The UK regulatory shift in focus to Conduct Risk

06 December 2016

With the separation (in April 2013) of the FSA into the PRA (Prudential Regulation Authority) and the FCA (Financial Conduct Authority) an increasingly intrusive regulatory focus on Conduct Risk has been expected, indeed inevitable.

The focus is consistent with the way in which the FCA is seeking to fulfil its objective in relation to consumer protection, where they have stated that they are increasingly prepared to intervene earlier in the product life cycle.

By way of a recap of the actual rules themselves, the Conduct of Business rules, (including COBS – for investments, ICOBS - for insurance, MCOBS – for mortgages and home finance and BCOBs – for banking sourcebooks) provide the specific requirements firms must meet; these requirements have a direct impact on the treatment of customers. However these rules clearly can not provide complete coverage of a regulated firm’s activity.

In 2011 the FSA defined conduct risk as “the risk that firm behaviour will result in poor outcomes for customers”. More recently, conduct risk has been defined as “The risk that an institution acts against the customer’s best interest or in pursuit of their own”. In addition, it cannot be at all underplayed that there are major market conduct risk expectations of firms (especially the larger ones – including banks) post events such as the LIBOR scandal.

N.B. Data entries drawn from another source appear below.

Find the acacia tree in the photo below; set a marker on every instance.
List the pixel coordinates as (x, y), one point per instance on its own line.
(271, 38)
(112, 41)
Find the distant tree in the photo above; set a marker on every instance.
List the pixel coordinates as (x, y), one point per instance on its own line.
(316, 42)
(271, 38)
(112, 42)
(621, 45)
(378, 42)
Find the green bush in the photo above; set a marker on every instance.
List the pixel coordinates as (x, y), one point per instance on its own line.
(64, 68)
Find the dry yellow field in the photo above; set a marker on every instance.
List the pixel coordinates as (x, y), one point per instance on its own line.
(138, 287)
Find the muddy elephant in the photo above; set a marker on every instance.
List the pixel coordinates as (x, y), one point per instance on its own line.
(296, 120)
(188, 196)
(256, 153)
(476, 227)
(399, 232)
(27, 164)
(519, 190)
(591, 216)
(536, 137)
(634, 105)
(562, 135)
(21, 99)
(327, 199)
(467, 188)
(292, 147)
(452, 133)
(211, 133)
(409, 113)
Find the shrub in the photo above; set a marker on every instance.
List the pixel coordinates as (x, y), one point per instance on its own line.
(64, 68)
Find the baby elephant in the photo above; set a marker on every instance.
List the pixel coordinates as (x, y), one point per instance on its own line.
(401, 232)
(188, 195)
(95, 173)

Three main drivers of conduct risk have been identified by the FCA:

  • Inherent factors, such as information asymmetries, biases and inadequate financial capability;
  • Structures and behaviours, such as ineffective competition, culture and incentives and conflicts of interest;

  • Environmental factors, such as economic, regulatory and technological trends and changes.

Therefore, there is rising pressure on firms to adjust their business models and strategies.

A big example is that, for some years now (in large part due to increasing regulatory risks), many organisations have declared or were in the process of declaring an end to commission or target driven sales of financial services products particularly in the retail financial services sector and some appear to be fairly settled by having introduced effective processes, systems and governance to ensure ethical treatment of customers in the future. The costs of miss-selling, be it poor investment advice, PPI or interest rate derivatives are enormous and no doubt other such problems may be about tocrystallise as products such as interest only mortgages, near maturity and “endowment” policies show poor performance as to not be sufficient to repay outstanding mortgage amounts. The industry must ensure future product strategies are designed to first and foremost benefit customers and meet the purposes for which underlying customers buy them.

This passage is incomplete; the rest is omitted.